Can't Afford a Severance Package? 5 Alternatives to Consider

One of the hardest parts about being a manager, HR leader or decision maker is having to let an employee go. Dismissals are never really personal -- usually you need to cut costs, are going in a different direction, or just need a better fit. While benefits like severance packages can sometimes ease a firing, what happens when you can't afford them?

Not being able to offer a severance package isn't unusual, especially in the U.S. Research indicates employees laid off in the U.S. are paid the least amount of severance no matter what their level of seniority or length of tenure with the company.

Those who actually did receive something earned as little as 2.76 weeks of severance per year of service, compared to an average 3.39 weeks per year of service for other countries. While this is typically due to budget restraints, your former employees still deserve some sort of payout, even if it's not monetary.

When you don't have the dollars for a severance package but still want to help your former workers to transition to new opportunities, check out these five alternatives:

Outplacement services

If your organization hasn't taken advantage of outplacement services, you may want to reconsider. Outplacement is a service specializing in assisting an individual's job search following a layoff or job loss.

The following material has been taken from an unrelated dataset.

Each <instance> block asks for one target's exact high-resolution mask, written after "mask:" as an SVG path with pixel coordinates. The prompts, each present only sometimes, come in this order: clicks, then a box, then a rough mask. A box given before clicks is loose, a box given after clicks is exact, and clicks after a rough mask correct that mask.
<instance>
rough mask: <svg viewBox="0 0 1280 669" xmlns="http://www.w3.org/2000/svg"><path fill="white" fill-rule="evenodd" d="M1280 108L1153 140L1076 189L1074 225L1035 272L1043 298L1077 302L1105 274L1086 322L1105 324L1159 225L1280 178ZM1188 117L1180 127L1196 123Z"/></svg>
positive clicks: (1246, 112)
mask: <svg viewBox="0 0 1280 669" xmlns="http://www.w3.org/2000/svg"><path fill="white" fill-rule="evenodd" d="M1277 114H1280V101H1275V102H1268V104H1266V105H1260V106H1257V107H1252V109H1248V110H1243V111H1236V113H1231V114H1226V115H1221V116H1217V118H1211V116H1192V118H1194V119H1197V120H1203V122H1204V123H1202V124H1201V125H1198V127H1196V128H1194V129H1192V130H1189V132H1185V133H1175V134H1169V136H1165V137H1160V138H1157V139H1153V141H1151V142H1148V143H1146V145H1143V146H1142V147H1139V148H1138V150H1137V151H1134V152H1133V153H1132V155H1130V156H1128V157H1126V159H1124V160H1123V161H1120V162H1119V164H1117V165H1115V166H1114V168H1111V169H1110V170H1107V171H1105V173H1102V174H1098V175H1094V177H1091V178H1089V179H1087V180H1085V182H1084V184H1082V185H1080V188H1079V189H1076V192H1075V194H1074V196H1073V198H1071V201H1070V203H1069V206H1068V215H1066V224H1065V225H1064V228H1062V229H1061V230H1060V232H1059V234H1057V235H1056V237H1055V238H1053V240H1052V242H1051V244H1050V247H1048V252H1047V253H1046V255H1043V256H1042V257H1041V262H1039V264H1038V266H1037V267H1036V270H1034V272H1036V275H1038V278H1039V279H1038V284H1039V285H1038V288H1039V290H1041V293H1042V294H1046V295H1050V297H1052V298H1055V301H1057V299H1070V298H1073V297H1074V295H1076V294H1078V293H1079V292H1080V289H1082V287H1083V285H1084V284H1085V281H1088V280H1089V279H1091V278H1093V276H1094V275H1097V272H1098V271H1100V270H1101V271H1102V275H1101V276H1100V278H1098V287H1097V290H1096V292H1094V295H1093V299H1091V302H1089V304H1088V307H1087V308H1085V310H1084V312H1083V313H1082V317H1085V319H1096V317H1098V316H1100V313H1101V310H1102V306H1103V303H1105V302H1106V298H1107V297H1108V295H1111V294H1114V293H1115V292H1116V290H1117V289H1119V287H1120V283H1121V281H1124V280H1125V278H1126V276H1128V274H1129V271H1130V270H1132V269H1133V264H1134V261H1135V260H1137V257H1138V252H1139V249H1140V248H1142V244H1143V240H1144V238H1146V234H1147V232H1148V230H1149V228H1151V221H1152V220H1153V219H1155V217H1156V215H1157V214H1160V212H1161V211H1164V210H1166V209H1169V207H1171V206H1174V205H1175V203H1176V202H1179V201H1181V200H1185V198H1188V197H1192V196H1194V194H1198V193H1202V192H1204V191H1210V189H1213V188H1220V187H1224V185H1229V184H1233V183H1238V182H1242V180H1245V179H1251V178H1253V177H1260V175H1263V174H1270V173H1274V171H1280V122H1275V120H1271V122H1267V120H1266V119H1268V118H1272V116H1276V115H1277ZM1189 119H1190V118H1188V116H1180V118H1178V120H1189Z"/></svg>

Many outplacement solutions typically offer job search management tools, such as a hub to search, store and organize overall communications. Some even offer alumni assistance, which connects displaced workers to relevant alumni to help with their job search efforts. While these services are usually contracted by you, they may not cost as much as a large severance package and offer so much more than money alone.

Transfer options

If you have to let an employee go but don't want to say goodbye completely, why not offer transfer options? Transferring may mean going to a different department or an alternative location. Regardless, keeping a displaced worker "in the family" saves time and money since your company no longer has to recruit externally. Plus, if your worker has an abundance of transferrable skills, moving them from sales to marketing, advertising to PR, or IT to Web development keeps everyone happy -- especially your wallet.

Relocation assistance

Studies show 44 percent of workers say they'd relocate for the right job, but only five percent of U.S. companies offer relocation assistance. While providing relocation assistance isn't free, you may be able to offer stipends, housing information, or connections, which are just as valuable as a severance package. Apart from showing your commitment and appreciation to their professional futures, relocation assistance helps your former employees comfortably transition to new life. Sometimes, this is better than cash in hand.


Here's something that costs you absolutely nothing: a recommendation or referral. Cited as the No. 1 source of hire and retention year after year, referrals are not only free, but also they can really help a displaced worker find a new opportunity. On your end, dig through your contacts and evaluate who may be able to take on a new employee. Chances are, someone knows someone who's looking to hire. Your stamp of approval means an employer doesn't have to worry if a new hire will do their job. Your word -- and perhaps even your reputation -- does the work for you.

Extension of health benefits

If you supply health benefits to your current employees, fired workers may be extremely worried about them being taken away. Although they no longer work for you, extending health benefits over a set period provides a little piece of mind. Plus, it's not out of the question to extend health insurance for up to three months after a dismissal. This gives your former workers more than enough time to find a new opportunity or alternative benefits without having to worry about being uninsured.

If you can't afford severance packages, check out these five alternatives. Though assistance after a dismissal isn't a requirement, doing so helps you to maintain your reputation and preserve relationships.

What do you think? What are some other alternatives to a severance package?